Stage 4: Thursday, April 19 – Chickamauga/Walker Co., Ga. to Lookout Mountain, Ga. (Time Trial)
Stage 5: Friday, April 20 – Dalton, Ga. to Brasstown Bald Mountain/Towns Co., Ga.
Stage 6: Saturday, April 21 – Lake Lanier Islands/ Hall Co., Ga. to Stone Mountain Park/Dekalb Co., Ga.
Stage 7: Sunday, April 22 – Atlanta, Ga. (circuit race)

Cheers,

Herbert

Litespeed
www.litespeed.com
The Litespeed blog


----------



## Juanmoretime (Nov 24, 2001)

If you are planning to attend this year this could be a great time to see some excellent racing and meet and ride with a few hardcore cyclist. Bring your bike to to some riding. We put together this little gathering last year and are doing it again this year. Here is a link to it:

http://weightweenies.starbike.com/phpBB2/viewtopic.php?t=26087

It's also a great opporunity to get to tour the Litespeed factory. I went and toured the factory last year and found it so interesting and informative that I will tour it again this year!


----------



## HOOKEM (Apr 4, 2004)

*We're there*

We'll be camping at the base of Brasstown Bald on Thursday night, and staying in Downtown Atlanta the next two nights for the stages ending at Stone Mountain and Centennial Parks. It's our annual Father-Son trip we've been doing for three years.....Here's a shot of us with Lance Armstrong on our first climb up the Bald....we are the two guys in yellow in the inset photo.


----------



## bill105 (Mar 19, 2003)

Will there be another Litespeed party or a place to gather to watch the finish in Chattanooga?


----------



## HerbertK (Sep 23, 2004)

bill105 said:


> Will there be another Litespeed party or a place to gather to watch the finish in Chattanooga?


We'll have another party at Big River Brewery on Wednesday after the Rome to Chattanooga stage, plus we'll set up on the climb again during the TT stage on Thursday.

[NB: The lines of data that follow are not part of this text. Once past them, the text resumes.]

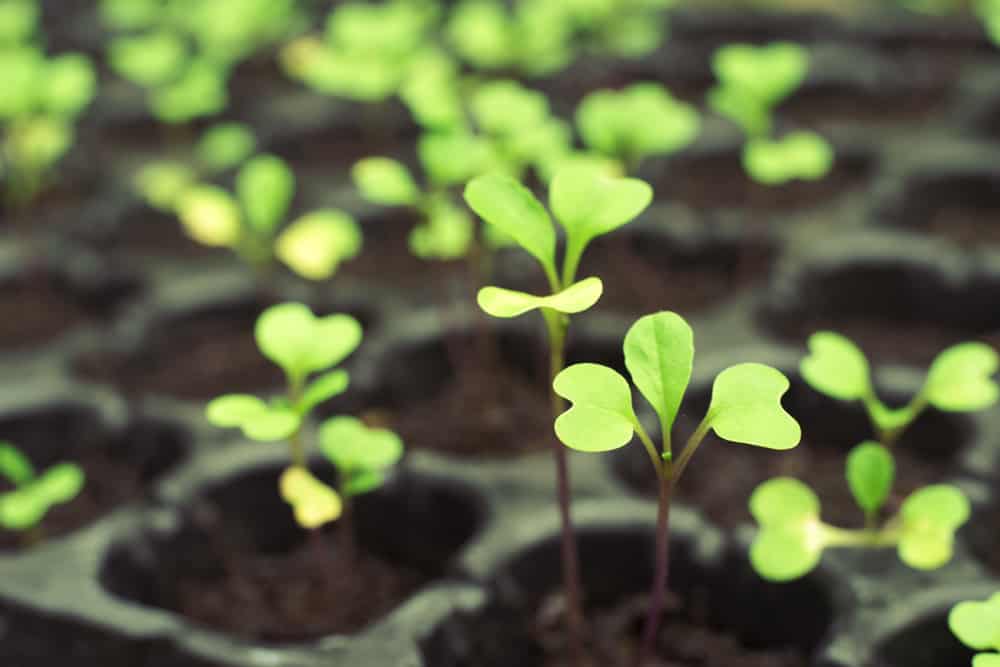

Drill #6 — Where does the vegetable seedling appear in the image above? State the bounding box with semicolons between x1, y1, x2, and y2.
465;164;652;661
554;311;800;666
176;153;362;281
950;592;1000;667
0;441;85;540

We'll have more info on the Litespeed site and Litespeed Blog as the time comes closer.

Cheers,

Herbert

Litespeed
www.litespeed.com 
The Litespeed Blog


----------



## Dumbod (Dec 31, 2004)

*Related Subject*

Hey Herbert:

My local Merlin dealer has been raving about her factory tour for a couple of years now. Is there a way for an average Merlin to get a tour?


----------



## HerbertK (Sep 23, 2004)

Of course can you get a factory tour, especially if you like to see how your bike was crafted. 
But it really does not matter what brand of bike people ride, we welcome all cycling enthusiasts to see what we do here. We just ask that people contact us ahead of time and set up a tour.

Cheers,

Herbert

Litespeed
www.litespeed.com
The Litespeed blog


----------



## clgtide1 (Jul 24, 2002)

We did the factory tour last year and loved it....Also went to Big River for the after stage party.... I will be there for sure.


----------